Some are formal things. You need a platform, of course. And a leader.

Then there are less formal things. Rites of passage, if you will. Survive a scandal. Engage in some backstabbing. Manage a couple U-turns here and there.

And, every election cycle, you need at least one dumb policy. This election is no exception.

The Green Party wants to “focus New Zealand’s defence policy on climate change responses.” Because everyone knows the best way to fight rising CO2 emissions is with bullets. This should play well to their supporters.

The ACT party is an unwavering supporter of libertarian principles, unless you’re a 17-year-old with a troubled past. In that case, you should get tried as an adult because you're "old enough to know better” - though you're still not old enough to have a beer or know who to vote for.

Meanwhile, Labour’s apparent policy to have at least one ministerial scandal a month doesn’t seem to be going so well for them. Then there’s their announcement of a massive green energy project – if only they can get it through their own resource consent regime.

Finally, the National Party has announced that it wants to ban phones in schools.

But why is this policy dumb?

Well, because it doesn’t change anything.

Schools that have problems with kids on phones can already put restrictions in place.

Since National wants the schools themselves to decide how this new rule is implemented, they’ve basically announced that nothing will change.

A good policy requires substance. This policy, though, is a tasty nothingburger.

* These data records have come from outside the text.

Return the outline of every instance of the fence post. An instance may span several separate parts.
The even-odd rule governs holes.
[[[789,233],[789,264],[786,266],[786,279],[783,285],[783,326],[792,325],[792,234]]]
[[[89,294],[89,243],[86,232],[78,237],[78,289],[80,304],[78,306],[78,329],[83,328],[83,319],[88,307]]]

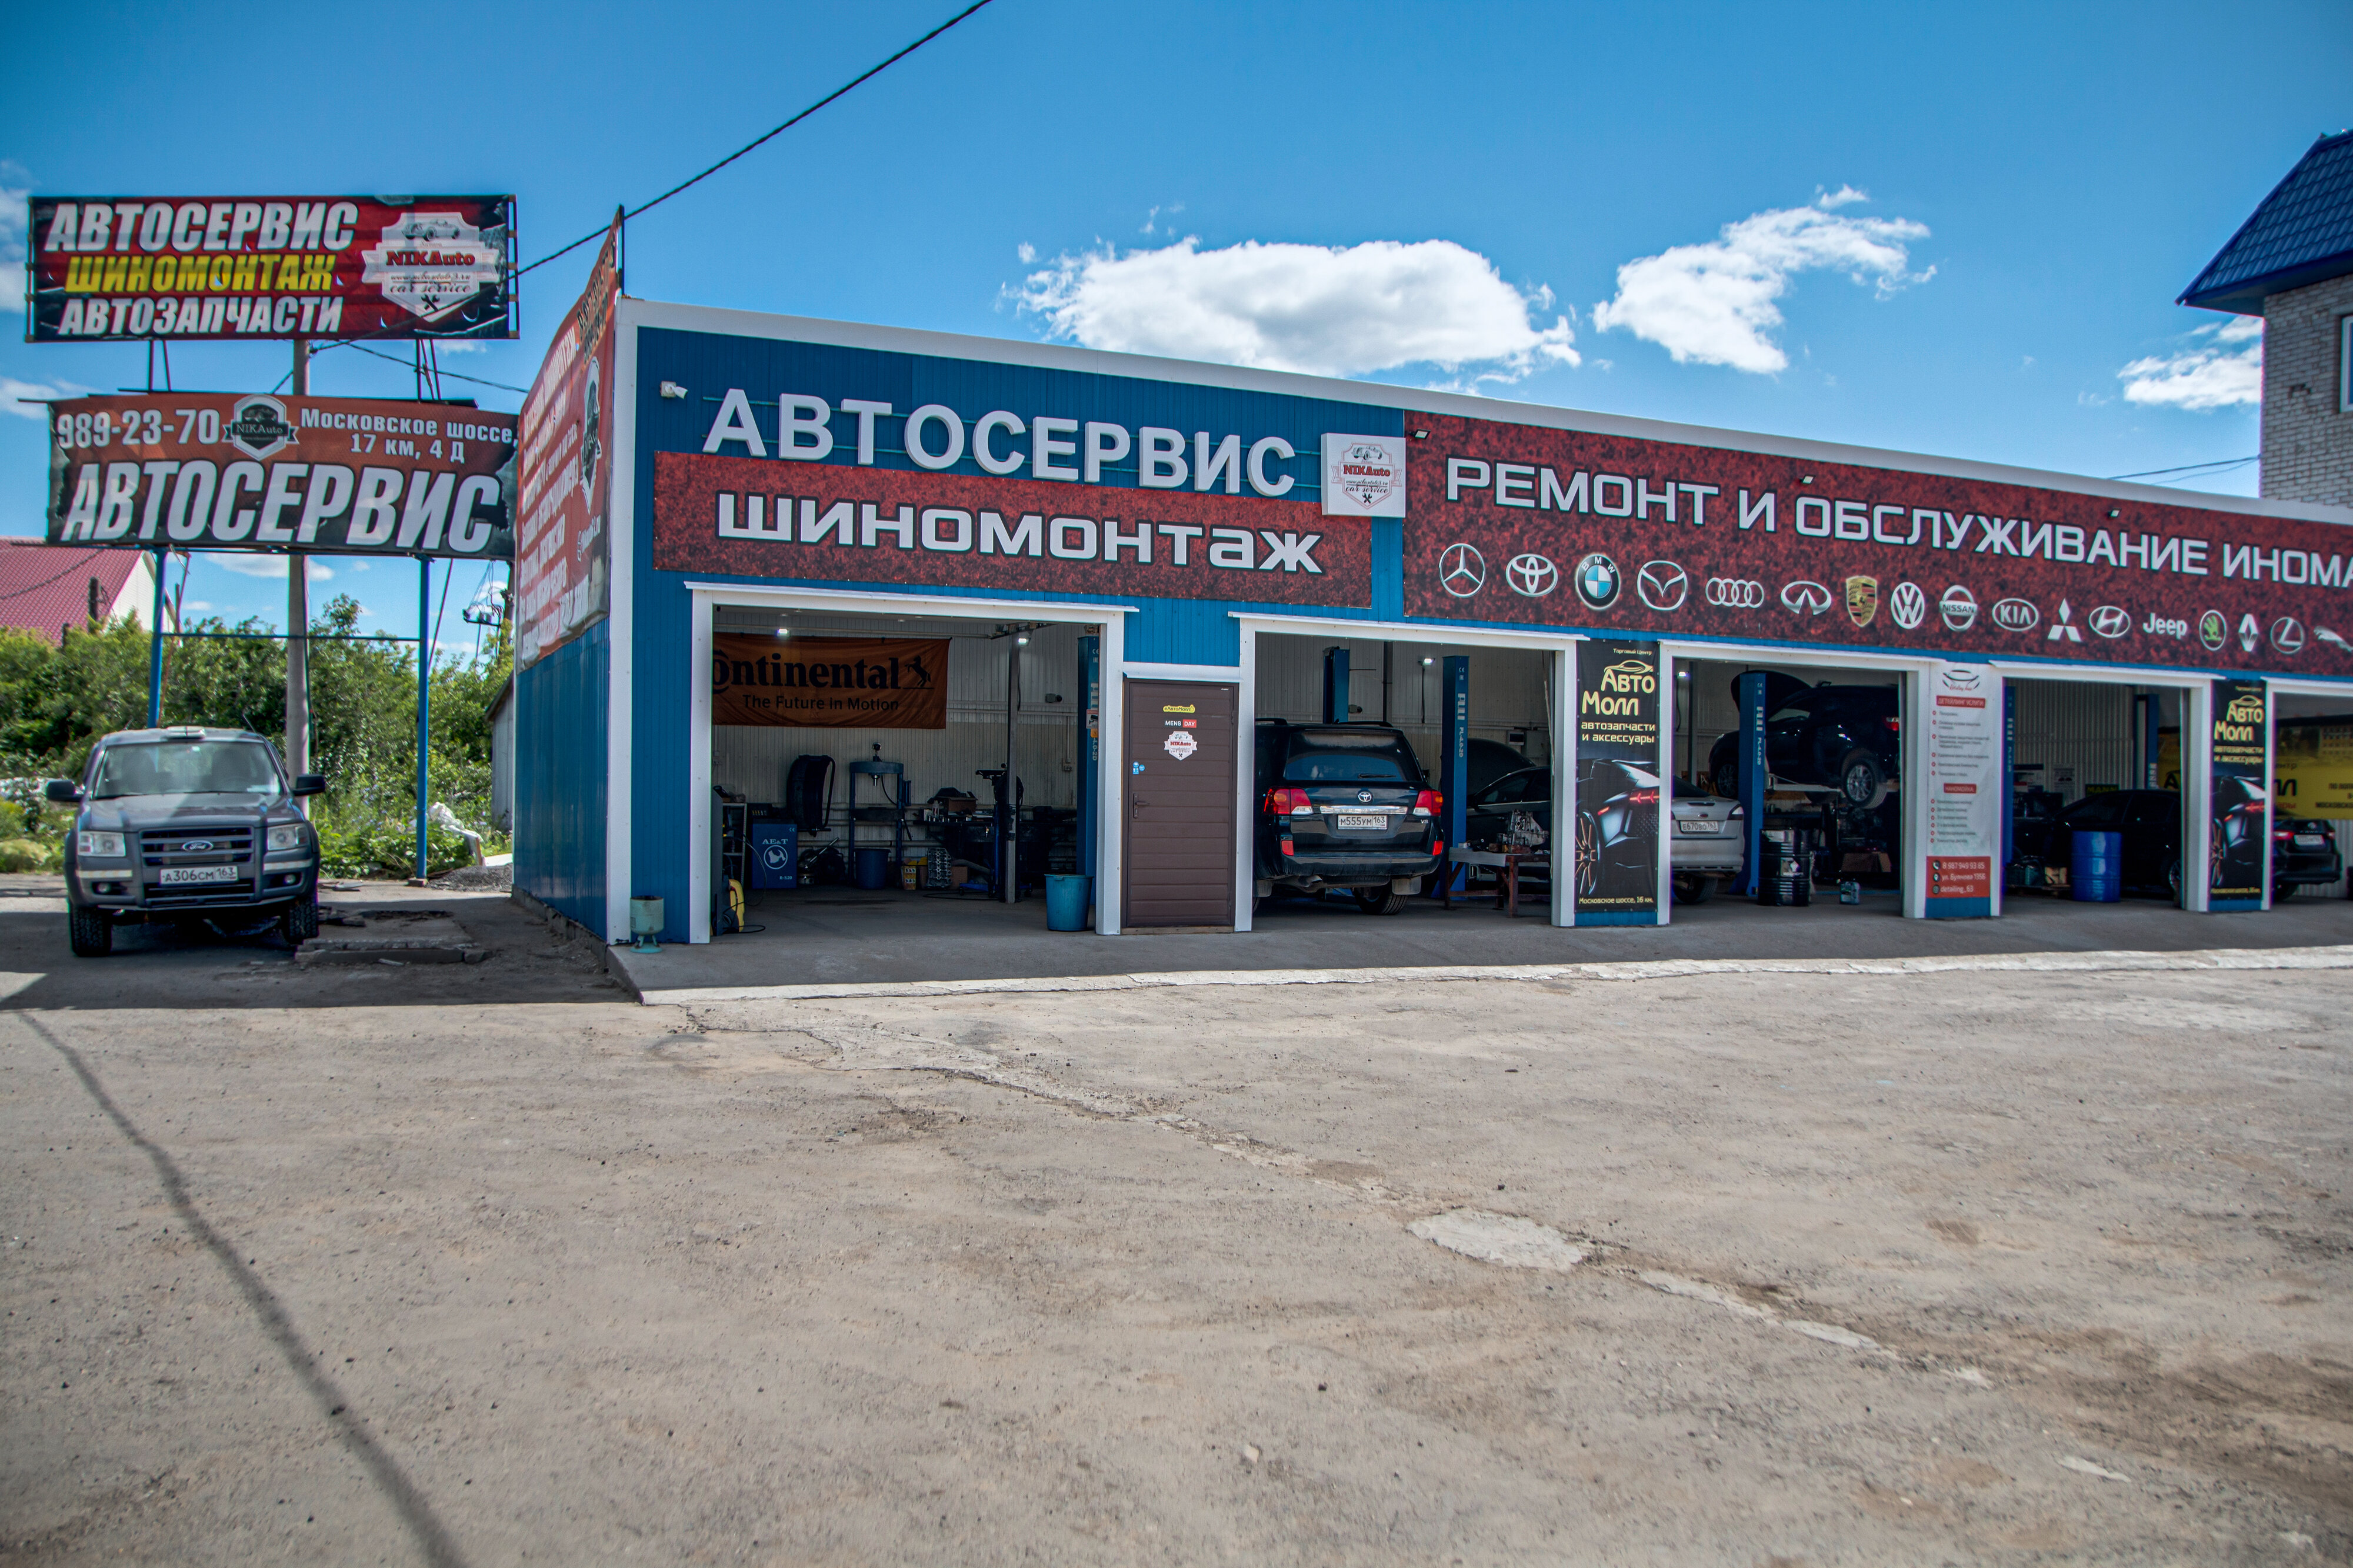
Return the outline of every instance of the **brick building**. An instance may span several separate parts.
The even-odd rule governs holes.
[[[154,570],[144,550],[0,539],[0,626],[59,642],[94,621],[127,616],[143,626],[154,603]]]
[[[2181,303],[2263,322],[2264,498],[2353,506],[2353,132],[2315,142]]]

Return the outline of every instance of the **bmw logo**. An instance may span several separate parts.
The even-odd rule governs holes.
[[[1887,595],[1887,613],[1895,624],[1911,631],[1928,618],[1928,593],[1917,583],[1898,583]]]
[[[2304,651],[2304,623],[2294,616],[2282,616],[2272,623],[2272,647],[2284,654]]]
[[[1936,601],[1936,613],[1948,632],[1965,632],[1978,624],[1978,596],[1956,583]]]
[[[2198,640],[2210,653],[2220,653],[2222,645],[2231,640],[2231,623],[2220,610],[2209,610],[2198,617]]]
[[[201,855],[212,847],[213,841],[209,838],[190,838],[181,844],[180,853],[183,855]]]
[[[1504,580],[1514,594],[1541,599],[1560,586],[1560,568],[1533,552],[1514,555],[1504,564]]]
[[[1623,585],[1618,563],[1598,550],[1577,563],[1577,596],[1588,610],[1606,610],[1616,604]]]
[[[2084,624],[2104,637],[2120,637],[2132,630],[2132,616],[2121,605],[2102,605],[2084,617]]]
[[[1672,615],[1691,594],[1691,577],[1672,561],[1645,561],[1634,574],[1634,591],[1661,615]]]

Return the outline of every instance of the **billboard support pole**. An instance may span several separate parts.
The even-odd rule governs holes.
[[[147,616],[147,728],[164,724],[164,574],[171,556],[155,552],[155,607]]]
[[[301,338],[290,384],[295,396],[310,395],[311,345]],[[311,566],[299,550],[286,554],[286,771],[311,771]]]
[[[453,567],[454,571],[455,568]],[[425,885],[427,732],[433,721],[433,557],[417,558],[417,885]]]

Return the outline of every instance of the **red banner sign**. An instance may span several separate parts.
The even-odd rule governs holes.
[[[1313,501],[654,455],[665,572],[1362,608],[1371,531]]]
[[[42,196],[25,340],[511,338],[512,196]]]
[[[604,618],[610,600],[613,302],[621,220],[606,231],[588,286],[547,345],[523,399],[515,521],[515,666],[536,663]]]
[[[2353,533],[1416,416],[1411,616],[2353,675]]]

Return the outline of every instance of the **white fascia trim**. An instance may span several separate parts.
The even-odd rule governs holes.
[[[1131,680],[1240,680],[1239,664],[1136,664],[1126,666]]]
[[[1281,397],[1355,403],[1373,408],[1394,408],[1405,413],[1445,414],[1463,419],[1532,425],[1546,429],[1576,430],[1598,436],[1674,442],[1683,446],[1715,447],[1726,451],[1756,452],[1820,463],[1894,468],[1987,484],[2028,485],[2041,489],[2066,490],[2078,495],[2101,496],[2111,500],[2138,501],[2147,505],[2353,524],[2353,508],[2314,506],[2302,501],[2258,500],[2249,496],[2211,495],[2196,490],[2170,489],[2162,485],[2095,479],[2085,474],[2054,473],[2042,468],[2012,468],[2003,463],[1972,462],[1962,458],[1940,458],[1873,447],[1850,447],[1831,441],[1806,441],[1795,437],[1768,436],[1751,430],[1679,425],[1663,419],[1633,419],[1585,409],[1510,403],[1494,397],[1465,397],[1454,393],[1389,386],[1378,382],[1343,381],[1331,376],[1296,375],[1287,371],[1250,370],[1240,365],[1162,359],[1152,354],[1108,353],[1100,349],[1071,348],[1062,343],[1023,342],[1011,338],[974,337],[960,332],[919,331],[909,327],[829,321],[810,316],[777,316],[756,310],[720,310],[707,305],[666,305],[644,300],[632,303],[635,306],[631,312],[632,320],[645,326],[673,331],[773,338],[840,348],[874,349],[884,353],[968,360],[983,364],[1020,365],[1033,370],[1071,371],[1084,375],[1124,376],[1235,392],[1270,393]]]
[[[2154,670],[2116,665],[2031,664],[2020,659],[1988,659],[1987,665],[2001,672],[2004,680],[2074,680],[2091,686],[2161,686],[2168,691],[2187,691],[2193,686],[2203,686],[2221,677],[2198,671]]]
[[[2276,675],[2263,677],[2263,683],[2284,697],[2340,697],[2353,699],[2353,680],[2323,680],[2315,676],[2289,679]],[[2273,723],[2279,722],[2274,718]]]
[[[1676,642],[1659,639],[1659,651],[1678,664],[1796,664],[1824,669],[1876,669],[1901,675],[1934,669],[1941,658],[1883,653],[1841,653],[1834,649],[1788,648],[1772,644],[1755,647],[1740,643]]]
[[[631,748],[637,708],[637,442],[638,335],[631,330],[630,301],[617,300],[613,317],[613,450],[607,459],[612,479],[605,496],[605,940],[629,929],[629,896],[637,880],[636,791]],[[709,667],[705,658],[696,668]]]
[[[1589,632],[1493,632],[1460,630],[1430,621],[1349,621],[1324,616],[1273,616],[1251,610],[1227,612],[1246,632],[1289,637],[1322,635],[1357,641],[1426,643],[1432,647],[1522,647],[1549,650],[1574,646]]]
[[[1054,599],[960,599],[937,594],[878,594],[871,589],[772,588],[756,583],[694,583],[686,591],[713,604],[770,605],[784,609],[838,610],[843,615],[904,615],[921,609],[943,620],[1101,621],[1139,614],[1134,605],[1073,605]]]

And yet it’s a nothingburger that has generated at least three days of news.

Prime Minister Hipkins was quick to point out that schools “don’t need Christopher Luxon’s permission” to ban phones. I mean, sure. But criticising National for taking decision-making agency away from local actors is a bit rich coming from a government that seems to want to centralise everything.

Secondary Principals’ Association president, Vaughan Couillault, said the policy is “unworkable”. Apart from the schools that already have restrictions on phone use, of course. It’s working fine for them.

What really matters to the National Party is not whether this policy will actually accomplish anything but whether it’ll give them free coverage with their name on it.

And here I am now, unwittingly obliging. And all for a nothingburger.

Maybe the policy isn’t so dumb after all.